In all the ways to water the garden, or ways of prayer, discussed so far, the gardener does some work. In this fourth degree of prayer “the soul isn’t in possession of its senses, but it rejoices without understanding what it is rejoicing in. It understands that is is enjoying a good in which are gathered together all goods, but this good is incomprehensible”. This prayer is called union. What union means is that “two separate things become one.”
St. Teresa attempts to explain what this union is and what it is the soul feels in this divine union, but has trouble explaining something so ineffable. There are many graces and effects left in the soul that has reached so great a state.
This heavenly water, when it comes, comes in abundance and soaks and saturates the entire garden. “This water from heaven often comes when the gardener is least expecting it.” St. Teresa also points out that this prayer almost always occurs only after a long periods of mental prayer. At the beginning this prayer is brief and passes quickly and may be imperceptible at first. The faculties are suspended but only for a very short time. The intellect, memory and will are united and are all tasting the “divine wine and are inebriated by it”.

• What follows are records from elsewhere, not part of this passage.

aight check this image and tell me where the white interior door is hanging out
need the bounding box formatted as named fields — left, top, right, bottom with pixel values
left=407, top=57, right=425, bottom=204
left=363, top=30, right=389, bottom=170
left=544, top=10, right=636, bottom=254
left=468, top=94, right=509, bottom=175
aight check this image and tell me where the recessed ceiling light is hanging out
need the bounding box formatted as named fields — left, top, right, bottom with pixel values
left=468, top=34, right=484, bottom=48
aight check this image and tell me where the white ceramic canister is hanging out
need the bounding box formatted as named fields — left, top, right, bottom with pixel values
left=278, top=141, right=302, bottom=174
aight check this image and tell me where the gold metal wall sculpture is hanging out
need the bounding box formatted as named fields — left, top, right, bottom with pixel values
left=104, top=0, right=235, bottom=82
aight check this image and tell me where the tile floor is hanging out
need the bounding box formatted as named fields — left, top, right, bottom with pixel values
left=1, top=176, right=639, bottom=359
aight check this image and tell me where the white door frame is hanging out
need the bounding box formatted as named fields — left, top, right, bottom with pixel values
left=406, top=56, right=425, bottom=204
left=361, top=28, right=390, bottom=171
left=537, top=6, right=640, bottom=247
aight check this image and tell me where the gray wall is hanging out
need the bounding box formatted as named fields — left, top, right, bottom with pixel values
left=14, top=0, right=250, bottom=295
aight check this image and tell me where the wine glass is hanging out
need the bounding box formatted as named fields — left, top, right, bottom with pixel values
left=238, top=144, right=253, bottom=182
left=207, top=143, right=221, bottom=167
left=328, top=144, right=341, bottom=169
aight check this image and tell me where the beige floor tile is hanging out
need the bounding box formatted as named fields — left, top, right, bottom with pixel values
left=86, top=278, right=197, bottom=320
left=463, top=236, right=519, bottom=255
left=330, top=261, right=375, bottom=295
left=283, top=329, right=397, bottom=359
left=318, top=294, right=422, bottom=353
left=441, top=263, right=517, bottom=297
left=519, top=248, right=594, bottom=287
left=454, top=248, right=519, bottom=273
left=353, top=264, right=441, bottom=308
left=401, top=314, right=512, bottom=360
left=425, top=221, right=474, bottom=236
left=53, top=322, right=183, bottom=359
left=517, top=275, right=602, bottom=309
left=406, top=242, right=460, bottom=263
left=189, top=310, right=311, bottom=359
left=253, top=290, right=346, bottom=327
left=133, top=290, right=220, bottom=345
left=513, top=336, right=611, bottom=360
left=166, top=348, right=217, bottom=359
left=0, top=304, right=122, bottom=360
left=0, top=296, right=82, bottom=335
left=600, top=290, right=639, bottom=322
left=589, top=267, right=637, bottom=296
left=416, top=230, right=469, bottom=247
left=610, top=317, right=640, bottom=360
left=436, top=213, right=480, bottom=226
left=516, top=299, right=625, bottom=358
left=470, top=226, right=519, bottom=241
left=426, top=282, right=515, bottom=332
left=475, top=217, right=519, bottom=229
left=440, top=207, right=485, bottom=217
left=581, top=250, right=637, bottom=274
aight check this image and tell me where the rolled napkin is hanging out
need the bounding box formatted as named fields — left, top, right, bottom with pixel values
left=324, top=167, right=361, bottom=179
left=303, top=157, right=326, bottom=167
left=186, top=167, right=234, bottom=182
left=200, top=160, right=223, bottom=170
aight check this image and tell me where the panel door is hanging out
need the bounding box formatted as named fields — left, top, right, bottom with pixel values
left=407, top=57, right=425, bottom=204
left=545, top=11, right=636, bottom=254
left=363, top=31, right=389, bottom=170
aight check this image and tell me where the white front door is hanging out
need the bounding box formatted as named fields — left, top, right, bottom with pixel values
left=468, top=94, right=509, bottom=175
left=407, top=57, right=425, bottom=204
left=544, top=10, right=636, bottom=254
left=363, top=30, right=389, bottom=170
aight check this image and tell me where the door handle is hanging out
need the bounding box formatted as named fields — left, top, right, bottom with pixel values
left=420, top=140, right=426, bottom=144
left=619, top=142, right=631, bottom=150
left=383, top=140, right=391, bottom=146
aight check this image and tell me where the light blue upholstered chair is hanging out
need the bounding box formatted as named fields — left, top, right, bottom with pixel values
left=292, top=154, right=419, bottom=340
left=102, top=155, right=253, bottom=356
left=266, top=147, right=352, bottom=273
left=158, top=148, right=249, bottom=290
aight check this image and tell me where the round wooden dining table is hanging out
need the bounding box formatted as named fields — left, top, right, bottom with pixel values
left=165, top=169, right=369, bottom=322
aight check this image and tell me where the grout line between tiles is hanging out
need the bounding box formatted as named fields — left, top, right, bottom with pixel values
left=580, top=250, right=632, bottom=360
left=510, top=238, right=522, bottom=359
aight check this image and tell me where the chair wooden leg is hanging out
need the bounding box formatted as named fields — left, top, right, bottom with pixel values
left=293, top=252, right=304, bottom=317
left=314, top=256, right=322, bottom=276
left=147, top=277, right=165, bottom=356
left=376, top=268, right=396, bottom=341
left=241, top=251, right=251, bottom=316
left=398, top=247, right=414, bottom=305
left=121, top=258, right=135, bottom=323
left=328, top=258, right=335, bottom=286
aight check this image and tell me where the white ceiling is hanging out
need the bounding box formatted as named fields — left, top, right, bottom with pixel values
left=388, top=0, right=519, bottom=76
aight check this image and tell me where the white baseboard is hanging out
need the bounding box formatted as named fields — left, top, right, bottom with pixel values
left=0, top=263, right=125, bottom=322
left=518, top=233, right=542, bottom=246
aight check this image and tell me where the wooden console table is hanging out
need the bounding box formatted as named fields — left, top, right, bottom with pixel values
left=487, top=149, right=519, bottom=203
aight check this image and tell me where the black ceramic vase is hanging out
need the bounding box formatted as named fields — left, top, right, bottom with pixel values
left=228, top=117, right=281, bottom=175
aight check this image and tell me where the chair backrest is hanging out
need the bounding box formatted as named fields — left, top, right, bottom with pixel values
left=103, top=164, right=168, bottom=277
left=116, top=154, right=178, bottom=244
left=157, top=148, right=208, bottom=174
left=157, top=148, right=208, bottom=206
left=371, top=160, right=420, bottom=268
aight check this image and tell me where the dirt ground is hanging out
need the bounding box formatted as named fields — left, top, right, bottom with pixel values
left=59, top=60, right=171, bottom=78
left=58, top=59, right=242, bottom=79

While this prayer remains an obscure experience to the soul the soul has a certitude about being joined to God and cannot help but believe in the truth of it.
Many fruits are left in the soul that has received this great favor from the Lord. Particularly, the virtue of humility. “The soul sees clearly that it is most unworthy; it sees its misery.” The soul realizes that it did not receive this on its own; it is truly pure gift.
Progress in virtue remains for a long time and the soul begins to be of benefit to others without knowing it or doing anything that is of itself. “The soul understands that it has virtue, and its neighbors see the desirable fruit.”
“If the soil is well cultivated by trials, persecutions, criticism, and illnesses – for few there must be who reach this stage without them- and if it is softened by living in great detachment from self-interest, the water soaks it to the extent that it is almost never dry.”
“But if the soil is still hardened in the earth and has a lots of briers,…and is still not so removed from occasions and if it doesn’t have the gratitude a favor as great as this deserves, the ground will dry up again. And if the gardener becomes careless and the Lord soley out of His goodness does not desire to let the rains come again, the garden can be considered as lost.”
And it is for this reason that St. Teresa often exhorts in her writings that one should ….
Never give up or abandon prayer or the practice of virtue!